The text leaves no room for doubt concerning the absolute divine inspiration of Jeremiah's prophecy. God says, "Take a scroll and write on it all the words I have spoken to you" (v. 2). The words of Jeremiah's prophecy are veritably the words of God Himself. This text clearly teaches that God reveals Himself in words, men record those words, and those words, once recorded, are the object of divine protection forever. The text does not teach that Jeremiah's prophecy is a reaction to the Word of God. It is the Word of God. Jeremiah received the words of God Himself. This is so much so that the prophet could say to his scribe: "Jeremiah dictated all the words the Lord had spoken to him" (v. 4).

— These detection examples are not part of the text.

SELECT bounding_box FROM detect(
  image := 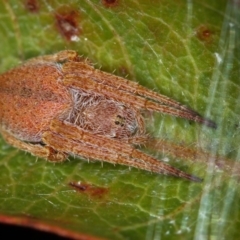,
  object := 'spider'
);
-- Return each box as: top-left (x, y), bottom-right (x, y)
top-left (0, 50), bottom-right (216, 182)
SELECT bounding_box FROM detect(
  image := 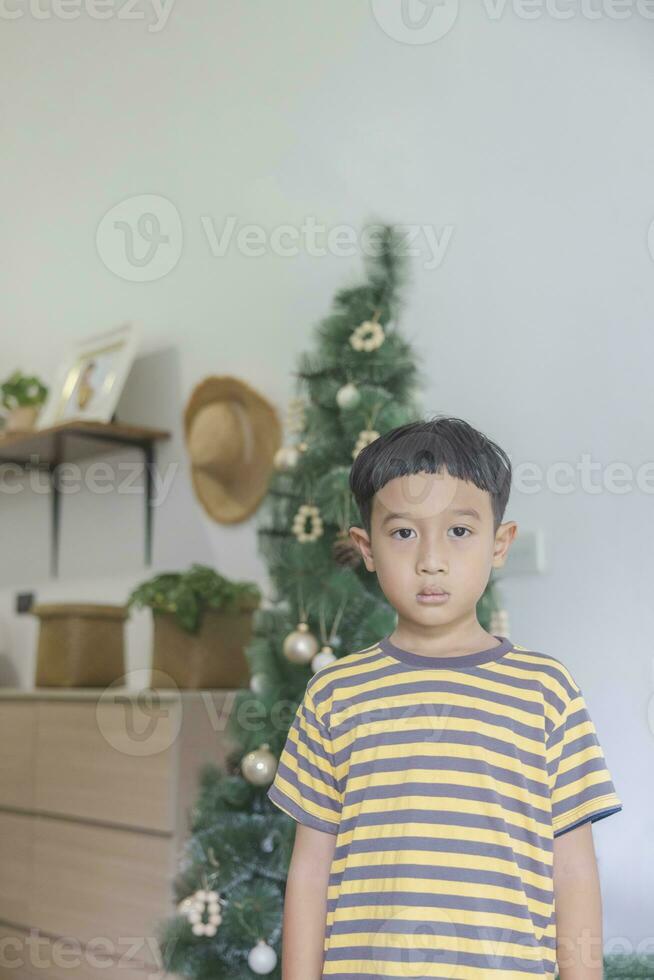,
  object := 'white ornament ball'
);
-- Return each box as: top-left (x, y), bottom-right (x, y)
top-left (273, 446), bottom-right (300, 473)
top-left (248, 939), bottom-right (277, 976)
top-left (336, 382), bottom-right (361, 408)
top-left (241, 743), bottom-right (277, 786)
top-left (311, 647), bottom-right (336, 674)
top-left (283, 623), bottom-right (318, 664)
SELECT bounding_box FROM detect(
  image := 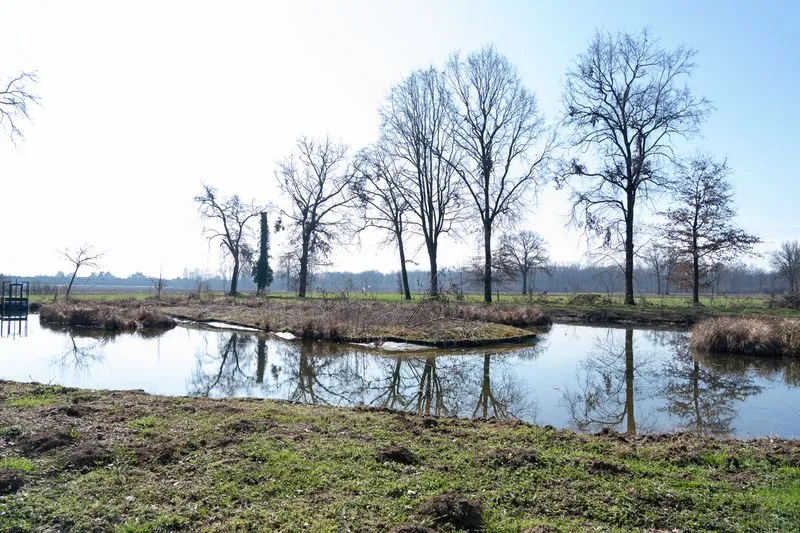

Reaction to the Word of God

The passage is a timeless demonstration of people's reaction to the Word of God. The Word of God was spoken to them in a time of peril. The armies of Babylon were literally at their doorstep. Further, it was spoken prominently in the temple and persistently by God's man. This chapter records three times of proclamation in a single day. Nevertheless, the people's reactions differed. The common people heard the Word with total indifference. The responsible people heard the Word of God with conviction. The king heard the Word of God with angry rejection. One evidence of the Bible's inspiration is that it contains within itself the timeless reactions of men to its own words.

Rejection of the Word of God

Men seek to destroy the Word by physical destruction of the Word itself (v. 23). Seated by a brazier of coals in his winter palace, the king cut the Word with a knife and burned it in a fire. From the days of Diocletian, through the life of Wycliffe, until the fading communist regimes of today, there has scarcely been a time when the Word of God was not the object of physical attack. Still it stands.

Men seek to destroy the Word of God through spiritual disregard (v. 24). "The king and all of his attendants . . . showed no fear." The Word that caused the king's officials to tremble meant nothing to the king. We, too, may be guilty of using the penknife of disregard. When we choose to believe some passages and not others, follow radical criticism wherever it leads, and subject the Word of God to our own interpretive bias, we join with Jehoiakim.

Men seek to destroy the Word of God by destruction of the messengers (v. 26). From the days of Jeremiah and Baruch to the death of Wycliffe translator, Chef Bitterman, in Colombia, men seek to destroy the Word by destroying those that bring it. Then and now, it is a doomed tactic.

Renewal of the Word of God

The renewal of the Word of God is dininely assured (v. 28). Immediately after the king acted to destroy the Word of God, God acted to renew it. Moses may break the tablets of stone, but God renews His commands.

The renewal of the Word of God is divinely enhanced. The Word of God renewed became larger and fuller (v. 31). God will do to Jehoiakim what the king had done to the Word of God. The renewal of God's Word is increased in the enlargement of God's Word. When God's words came to Jeremiah the second time, "many similar words were added to them" (v. 32). Far from diminishing the Word of God, the rage of Jehoiakim gave occasion for even more oracles from God to be preserved. Like embers spread by those seeking to quench a flame, strike at the Word of God, and it will only burn more brightly in more places than ever before!